J’ai beaucoup parlé de sexe, même dans mes précédents projets. Sur Météo, je l’ai fait de façon un peu moins explicite, même si on comprend toujours très bien de quoi ça parle, c’est plus imagé. Je pense à la chanson "Balançoire" ou "#MenAreTrash", où je dis les choses sans filtre, mais sans être trop frontale ou vulgaire. Je parle de ça parce que je raconte ma vie dans mes morceaux et que ce sont des choses qui font partie de l’amour.

Tu disais avoir envie de rencontrer des gens dans la musique. Aujourd’hui, j’ai le sentiment que tu as fait beaucoup de connaissances. Tu ressens encore cette envie que tu avais avant de t’installer à Paris ?

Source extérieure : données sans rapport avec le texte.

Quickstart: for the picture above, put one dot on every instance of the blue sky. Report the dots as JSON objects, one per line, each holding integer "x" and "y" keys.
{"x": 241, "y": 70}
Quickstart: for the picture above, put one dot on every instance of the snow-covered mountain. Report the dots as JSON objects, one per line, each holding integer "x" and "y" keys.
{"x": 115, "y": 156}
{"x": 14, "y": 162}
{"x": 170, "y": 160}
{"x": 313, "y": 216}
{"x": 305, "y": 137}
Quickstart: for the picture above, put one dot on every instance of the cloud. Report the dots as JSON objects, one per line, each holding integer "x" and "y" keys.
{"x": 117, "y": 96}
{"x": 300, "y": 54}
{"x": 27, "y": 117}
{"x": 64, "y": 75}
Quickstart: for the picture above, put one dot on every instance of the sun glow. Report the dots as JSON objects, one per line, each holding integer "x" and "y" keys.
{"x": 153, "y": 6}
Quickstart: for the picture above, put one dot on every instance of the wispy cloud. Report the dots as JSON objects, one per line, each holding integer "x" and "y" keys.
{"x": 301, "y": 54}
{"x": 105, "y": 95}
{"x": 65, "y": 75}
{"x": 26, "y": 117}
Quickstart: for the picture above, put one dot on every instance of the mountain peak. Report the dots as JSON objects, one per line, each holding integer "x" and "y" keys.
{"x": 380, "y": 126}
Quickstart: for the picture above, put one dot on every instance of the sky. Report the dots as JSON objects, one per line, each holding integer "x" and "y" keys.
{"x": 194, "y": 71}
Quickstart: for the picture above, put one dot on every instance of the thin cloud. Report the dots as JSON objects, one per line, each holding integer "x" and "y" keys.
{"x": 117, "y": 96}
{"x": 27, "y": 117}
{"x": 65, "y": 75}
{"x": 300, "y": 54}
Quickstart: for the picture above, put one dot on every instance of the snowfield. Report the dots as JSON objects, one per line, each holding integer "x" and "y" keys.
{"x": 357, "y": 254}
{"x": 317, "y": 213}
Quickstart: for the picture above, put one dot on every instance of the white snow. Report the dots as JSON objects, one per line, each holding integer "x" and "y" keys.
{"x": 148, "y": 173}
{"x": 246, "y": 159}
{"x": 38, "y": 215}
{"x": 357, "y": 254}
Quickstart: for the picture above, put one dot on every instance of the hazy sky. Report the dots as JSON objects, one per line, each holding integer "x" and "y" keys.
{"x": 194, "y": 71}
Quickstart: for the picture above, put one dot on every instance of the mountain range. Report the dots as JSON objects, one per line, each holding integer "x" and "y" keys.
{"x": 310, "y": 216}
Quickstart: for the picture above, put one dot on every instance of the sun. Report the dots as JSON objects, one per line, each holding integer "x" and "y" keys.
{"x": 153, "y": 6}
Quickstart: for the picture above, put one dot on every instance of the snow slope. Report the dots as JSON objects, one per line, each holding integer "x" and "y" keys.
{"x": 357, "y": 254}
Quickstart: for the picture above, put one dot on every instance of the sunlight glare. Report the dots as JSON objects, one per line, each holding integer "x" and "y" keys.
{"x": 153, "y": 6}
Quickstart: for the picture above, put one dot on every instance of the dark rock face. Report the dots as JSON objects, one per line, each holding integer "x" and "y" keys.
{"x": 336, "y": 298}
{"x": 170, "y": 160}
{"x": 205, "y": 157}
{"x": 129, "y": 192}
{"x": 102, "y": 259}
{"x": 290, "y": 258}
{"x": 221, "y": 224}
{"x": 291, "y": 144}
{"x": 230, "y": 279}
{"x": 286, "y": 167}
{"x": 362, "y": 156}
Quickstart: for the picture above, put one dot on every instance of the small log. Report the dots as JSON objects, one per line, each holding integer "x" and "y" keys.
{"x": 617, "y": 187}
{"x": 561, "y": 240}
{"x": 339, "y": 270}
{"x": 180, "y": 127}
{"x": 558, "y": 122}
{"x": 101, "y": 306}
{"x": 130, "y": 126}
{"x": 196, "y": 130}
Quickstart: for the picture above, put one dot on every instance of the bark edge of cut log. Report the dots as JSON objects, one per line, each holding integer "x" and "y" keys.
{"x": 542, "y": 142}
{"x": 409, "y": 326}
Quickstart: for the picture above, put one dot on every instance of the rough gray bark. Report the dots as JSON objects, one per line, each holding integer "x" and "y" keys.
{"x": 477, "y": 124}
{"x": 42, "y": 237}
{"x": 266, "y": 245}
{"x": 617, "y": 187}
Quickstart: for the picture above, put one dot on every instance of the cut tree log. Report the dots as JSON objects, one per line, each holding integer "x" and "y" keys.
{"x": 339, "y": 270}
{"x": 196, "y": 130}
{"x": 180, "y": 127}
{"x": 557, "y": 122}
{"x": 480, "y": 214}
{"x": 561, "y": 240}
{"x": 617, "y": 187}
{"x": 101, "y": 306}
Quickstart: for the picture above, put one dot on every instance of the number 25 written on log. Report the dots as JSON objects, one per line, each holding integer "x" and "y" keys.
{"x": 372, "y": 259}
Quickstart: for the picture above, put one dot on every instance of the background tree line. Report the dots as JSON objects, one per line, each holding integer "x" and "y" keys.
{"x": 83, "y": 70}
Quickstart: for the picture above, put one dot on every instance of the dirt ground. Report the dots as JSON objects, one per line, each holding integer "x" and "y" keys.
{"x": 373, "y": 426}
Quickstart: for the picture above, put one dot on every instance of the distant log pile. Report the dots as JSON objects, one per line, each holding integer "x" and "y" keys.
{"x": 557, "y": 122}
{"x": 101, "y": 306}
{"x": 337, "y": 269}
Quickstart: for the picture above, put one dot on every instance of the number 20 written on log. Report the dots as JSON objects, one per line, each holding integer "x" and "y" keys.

Je ne sais pas si c’est rencontrer des gens que je voulais, ou rencontrer les bonnes personnes. Je viens de Lyon, et quand je suis arrivée à Paris en 2016-2017, j’ai rencontré des producteurs, d’autres artistes. Lyon, c’est une grande ville, mais je n’ai pas fait de rencontres artistiques ou qui m’ont aidée à me dire "Je ne suis pas la seule à vouloir faire ça", ou de gens aussi motivés que moi avec qui on va avancer. C’est ce qui m’a boostée quand je suis arrivée à Paris. Ces rencontres avec des producteurs, des rappeurs, des artistes.

Si tu devais retenir une rencontre que tu as faite, ce serait laquelle ?

C’est difficile comme question, mais j’ai envie de dire Alpha Wann. On s’est vus plusieurs fois en studio et sa façon de voir et de faire de la musique, c’est-à-dire tout pour l’art et toujours essayer de faire le meilleur morceau possible, ça m’a marquée. Il n’y a pas de prise de tête à se dire "on va faire ça pour les streams" ou ce genre de raisonnements. Là, c’est juste "fais le meilleur texte".

Je voulais parler de ta collaboration avec Oxmo Puccino. Ce n’est pas la connexion la plus évidente sur le papier, comment l’as-tu intégré au projet ?

Quand j’étais en train de bosser sur Météo, je cherchais un poète pour écrire le texte de mon introduction. Au départ, je me suis dit que je ne connaissais pas de poète, mais en fait si, Oxmo. Je lui ai proposé et on a fini par carrément faire un morceau ensemble. C’est ce qui aurait pu arriver de mieux finalement, parce qu’il est sur le premier et le dernier titre du projet. Ça donne de la cohérence à la mixtape.

Si tu devais garder un morceau de Météo, ce serait lequel ?

Je pense que je garderais "J’boss". J’ai l’impression que c’est un morceau qui parle à tout le monde. Aux femmes comme aux hommes. Je dis ça dans le sens où je parle beaucoup d’amour généralement, et que cette chanson-là est plus fédératrice. C’est une musique assez motivante.

Qu’est-ce que tu nous réserves pour la suite ?

Ne vous inquiétez pas pour la suite, ça va être sale [rires]. En vrai, je n’ai encore rien préparé, je n’ai pas encore pensé à la suite. Mais je sais qu’on va faire bien, on va faire mieux même. C’est le plan.